NEUTRALIZAR OPOSITORES

Apegado a las enseñanzas de su mentor venezolano, Morales ha aprovechado todos los resquicios legales para limitar la libertad de prensa y adoctrinar a la población sobre las bondades de recuperar los usos y costumbres de su pasado prehispánico. El discurso del mandatario partía de que los indígenas representaban 62% de la población, pero el argumento se desvaneció al darse a conocer los resultados del Censo de Población de 2012 porque arrojó que solamente 4 de cada diez bolivianos tiene ese origen.

Ese baño de realidad no lo desanimó. En entrevista con CNN en Español atribuyó el dato a que muchos ciudadanos habían negado su ascendencia por vergüenza, lo que hace necesario profundizar su modelo revolucionario para que todos recuperen el orgullo. Y en pos de ese objetivo, a fines del año pasado anunció sus intenciones de reelegirse.

La Constitución contempla una reelección consecutiva, pero las autoridades electorales aprobaron la candidatura bajo el confuso argumento de que su primera elección “no contaba” porque en aquel tiempo Bolivia estaba regida por otro Estado. De acuerdo con el razonamiento su reelección de 2014 sería la primera como presidente del Estado Plurinacional.

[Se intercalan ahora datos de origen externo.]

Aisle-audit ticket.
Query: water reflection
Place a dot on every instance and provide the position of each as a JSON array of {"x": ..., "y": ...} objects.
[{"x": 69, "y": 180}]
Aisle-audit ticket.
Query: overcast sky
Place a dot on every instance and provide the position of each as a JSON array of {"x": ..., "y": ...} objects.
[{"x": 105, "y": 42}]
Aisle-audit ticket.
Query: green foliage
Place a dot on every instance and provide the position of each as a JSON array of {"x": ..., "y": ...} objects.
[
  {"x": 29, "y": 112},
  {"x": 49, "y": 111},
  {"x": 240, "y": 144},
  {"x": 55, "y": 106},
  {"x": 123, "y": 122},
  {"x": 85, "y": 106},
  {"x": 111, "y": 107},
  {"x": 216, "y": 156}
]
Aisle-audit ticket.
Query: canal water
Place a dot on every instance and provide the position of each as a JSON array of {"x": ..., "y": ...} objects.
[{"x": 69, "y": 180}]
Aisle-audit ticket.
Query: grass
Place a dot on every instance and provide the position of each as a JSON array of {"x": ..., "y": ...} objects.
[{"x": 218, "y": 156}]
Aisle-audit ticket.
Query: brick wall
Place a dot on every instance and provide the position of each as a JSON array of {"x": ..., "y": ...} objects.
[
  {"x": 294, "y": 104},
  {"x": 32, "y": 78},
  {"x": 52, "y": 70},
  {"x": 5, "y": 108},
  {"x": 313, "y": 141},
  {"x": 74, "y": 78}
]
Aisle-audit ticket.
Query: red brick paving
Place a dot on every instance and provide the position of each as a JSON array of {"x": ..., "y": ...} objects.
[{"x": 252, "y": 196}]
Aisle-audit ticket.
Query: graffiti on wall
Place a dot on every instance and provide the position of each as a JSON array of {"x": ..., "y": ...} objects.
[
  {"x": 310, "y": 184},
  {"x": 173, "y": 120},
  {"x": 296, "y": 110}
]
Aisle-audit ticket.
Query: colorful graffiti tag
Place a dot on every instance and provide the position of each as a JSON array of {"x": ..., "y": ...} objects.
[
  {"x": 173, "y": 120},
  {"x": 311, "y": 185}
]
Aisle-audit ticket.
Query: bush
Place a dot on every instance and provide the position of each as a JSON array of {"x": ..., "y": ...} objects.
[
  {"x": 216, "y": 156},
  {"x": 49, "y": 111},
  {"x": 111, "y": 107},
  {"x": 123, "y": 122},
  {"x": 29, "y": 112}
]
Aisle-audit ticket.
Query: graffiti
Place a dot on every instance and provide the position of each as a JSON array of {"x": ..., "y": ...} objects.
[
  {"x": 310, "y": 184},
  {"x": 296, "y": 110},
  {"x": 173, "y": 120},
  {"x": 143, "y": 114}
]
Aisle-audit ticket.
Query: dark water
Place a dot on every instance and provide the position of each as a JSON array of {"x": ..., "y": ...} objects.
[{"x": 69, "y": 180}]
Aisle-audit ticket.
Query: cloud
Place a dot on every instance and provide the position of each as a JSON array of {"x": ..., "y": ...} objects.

Los comicios presidenciales se realizarán el próximo 12 de octubre. Morales enfrentará a 4 adversarios de poco peso electoral que se aborrecen entre ellos y han hecho malabares para realizar campaña porque no cuentan con financiamiento público. Con el aparato estatal a su favor, el presidente confía en ganar con 74% de los votos. “Necesitamos ganar con 10 puntos más que en la elección pasada y podemos conseguirlos”, asegura sonriente en cada mitin.

“Cierto que los próximos retos para Evo no los plantea la desarticulada oposición interna, sino mantener el ritmo de crecimiento del país ante una probable disminución de los precios de los energéticos”, opina el investigador Malamud, para quien Bolivia deberá encontrar fórmulas reducir la informalidad en su economía (ahora genera 60% del movimiento total de dinero) y atraer capital foráneo que no quieren tratos con él debido a las que consideran políticas hostiles.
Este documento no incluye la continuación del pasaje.